Out of the five Ebolavirus species—Ebola virus (Zaire ebolavirus); Sudan virus (Sudan ebolavirus); Taï Forest virus (Taï Forest ebolavirus, formerly Côte d’Ivoire ebolavirus); Bundibugyo virus (Bundibugyo ebolavirus); Reston virus (Reston ebolavirus)—vaccines and monoclonal antibody cocktails are available to treat only Ebola virus infections. However, broad-spectrum therapies are needed that neutralize multiple Ebolavirus species. To that end, researchers are trying to develop human antibodies that target vulnerable sites across Ebolavirus species.
Current cocktails contain antibodies that cross-react with the virus’s secreted soluble glycoprotein (sGP) that absorbs virus-neutralizing antibodies. Researchers sorted memory B cells from Ebola virus infection survivors to isolate two broadly reactive anti-GP monoclonal antibodies—1C3 and 1C11. These antibodies potently neutralize, protect rodents from disease, and lack sGP cross-reactivity. A cocktail of both antibodies, the researchers noted, completely protected nonhuman primates from Ebola virus and Sudan virus infections, indicating their potential clinical value.
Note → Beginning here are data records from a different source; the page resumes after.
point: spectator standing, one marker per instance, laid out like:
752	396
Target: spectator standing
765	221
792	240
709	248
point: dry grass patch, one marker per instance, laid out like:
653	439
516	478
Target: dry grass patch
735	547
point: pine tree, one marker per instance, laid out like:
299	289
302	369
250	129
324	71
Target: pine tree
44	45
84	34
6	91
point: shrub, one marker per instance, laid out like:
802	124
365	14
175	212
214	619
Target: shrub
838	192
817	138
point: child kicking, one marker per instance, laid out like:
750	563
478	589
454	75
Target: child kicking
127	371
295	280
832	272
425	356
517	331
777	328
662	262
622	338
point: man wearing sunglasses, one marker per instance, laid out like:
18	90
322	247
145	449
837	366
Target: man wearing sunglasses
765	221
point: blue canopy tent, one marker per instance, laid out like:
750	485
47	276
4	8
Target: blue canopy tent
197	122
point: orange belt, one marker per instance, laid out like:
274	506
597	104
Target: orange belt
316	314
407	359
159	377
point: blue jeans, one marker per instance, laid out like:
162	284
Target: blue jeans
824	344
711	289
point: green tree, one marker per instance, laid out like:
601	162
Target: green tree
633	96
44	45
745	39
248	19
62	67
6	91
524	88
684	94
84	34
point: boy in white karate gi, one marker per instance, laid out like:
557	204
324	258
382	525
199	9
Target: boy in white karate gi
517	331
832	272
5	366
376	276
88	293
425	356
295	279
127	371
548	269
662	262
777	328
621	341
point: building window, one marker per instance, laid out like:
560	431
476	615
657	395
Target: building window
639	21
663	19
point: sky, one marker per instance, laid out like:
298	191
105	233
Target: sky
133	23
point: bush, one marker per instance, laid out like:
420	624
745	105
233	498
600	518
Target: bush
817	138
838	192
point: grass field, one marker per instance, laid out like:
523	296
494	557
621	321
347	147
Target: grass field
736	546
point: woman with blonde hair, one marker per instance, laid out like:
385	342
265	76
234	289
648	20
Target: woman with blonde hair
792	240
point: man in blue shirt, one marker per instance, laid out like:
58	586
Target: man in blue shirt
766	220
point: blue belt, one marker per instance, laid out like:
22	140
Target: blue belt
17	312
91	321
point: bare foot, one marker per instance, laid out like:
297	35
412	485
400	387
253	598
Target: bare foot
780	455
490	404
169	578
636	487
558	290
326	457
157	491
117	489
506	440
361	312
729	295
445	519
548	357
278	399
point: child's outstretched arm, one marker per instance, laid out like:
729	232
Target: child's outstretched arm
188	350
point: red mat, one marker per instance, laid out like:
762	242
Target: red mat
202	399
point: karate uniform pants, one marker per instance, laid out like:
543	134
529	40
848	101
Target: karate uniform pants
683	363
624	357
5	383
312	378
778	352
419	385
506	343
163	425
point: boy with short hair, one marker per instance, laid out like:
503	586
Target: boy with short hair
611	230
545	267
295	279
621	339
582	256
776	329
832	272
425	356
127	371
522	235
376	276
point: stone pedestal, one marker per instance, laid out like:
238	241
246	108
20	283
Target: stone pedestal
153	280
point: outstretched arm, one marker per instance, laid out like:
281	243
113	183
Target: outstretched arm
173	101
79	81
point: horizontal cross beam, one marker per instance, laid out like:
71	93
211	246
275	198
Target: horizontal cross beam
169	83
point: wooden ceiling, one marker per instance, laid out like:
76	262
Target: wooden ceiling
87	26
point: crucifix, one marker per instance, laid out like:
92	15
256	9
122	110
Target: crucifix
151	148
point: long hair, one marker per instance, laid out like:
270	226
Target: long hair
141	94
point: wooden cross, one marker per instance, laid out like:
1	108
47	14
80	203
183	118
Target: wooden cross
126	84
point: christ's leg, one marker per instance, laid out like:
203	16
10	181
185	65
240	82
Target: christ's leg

The work is published in Cell in the paper, “Asymmetric and non-stoichiometric glycoprotein recognition by two distinct antibodies results in broad protection against ebolaviruses.”
The new study shows that two human antibodies can target both Ebolavirus species Ebola virus and Sudan virus. These two species are responsible for the biggest, deadliest outbreaks. The new report suggests researchers could combine these two potent antibodies to make a powerful antiviral therapy.
“Finding antibodies with this breadth is important because we don’t know which virus in the genus of ebolaviruses is going to break out next,” said Erica Ollmann Saphire, PhD, president & CEO of the Center for Infectious Disease and Vaccine Research.
The team used cryo-electron microscopy (cryo-EM) to learn how these antibodies neutralize ebolaviruses. This imaging gave them a clear view of how the two antibodies, 1C3 and 1C11, bind to vulnerable sites on an ebolavirus glycoprotein. Both antibodies recognize quaternary epitopes in trimeric ebolavirus GP.
They were surprised to see that 1C3 attacked the glycoprotein in an unexpected way. “This antibody might punch above its weight,” said Saphire. “The antibody is able to block three sites on the virus at the same time using different loops and structures to anchor into each one. That is remarkable.”
Meanwhile, the paired antibody 1C11 binds to the fusion machinery the virus would normally use to enter and infect host cells. As Saphire explained, because the fusion machinery has such a critical job, it looks very similar between Sudan virus and Ebola virus. “This is a site of very broad recognition and resistance to any antibody escape,” she added. “That’s how this antibody gets its breadth.”
More specifically, 1C11 bridges adjacent protomers via the fusion loop while 1C3 has a tripartite epitope in the center of the trimer apex, the authors noted. “One 1C3 antigen-binding fragment anchors simultaneously to the three receptor-binding sites in the GP trimer, and separate 1C3 paratope regions interact differently with identical residues on the three protomers,” they wrote.
While there are antibody therapies against Ebola virus, some antibodies in these therapies don’t actually neutralize the virus. Instead, the antibodies home in on a decoy protein, called soluble glycoprotein, that the virus makes. Fortunately, 1C3 and 1C11 ignore the decoy and go straight for the virus’s actual surface glycoprotein structure. This means the researchers could use fewer antibodies to effectively target Ebola virus and Sudan virus. “If 80–90% of what’s there is some kind of smokescreen, having antibodies that can target the vulnerable spot is valuable,” Saphire said.
The two antibodies performed very well outside the lab. Study collaborators found that combining 1C3 and 1C11 in an antibody therapy could protect against Ebola virus and Sudan virus disease in nonhuman primates, reversing severe symptoms. The broad-spectrum effects of the two antibodies make them a promising therapy for situations when doctors don’t have time to figure out which Ebolavirus species is responsible.
Even better, these antibodies may be effective even when given late in the course of the disease. This late treatment would be extremely valuable because many patients with either Ebola virus or Sudan virus have already progressed far into infection when they are diagnosed.
“The first symptoms of Ebola virus tend to be a fever and a headache, which can look like a lot of different diseases,” Saphire said. “An antibody that can be used later in the course of disease is a lot more useful.”
Going forward, the team is trying to figure out how much lower the dosage could be. In the nonhuman primate trial, even the lowest dose provided 100% protection. This is an important question to answer because lower doses would make the therapy much cheaper to produce.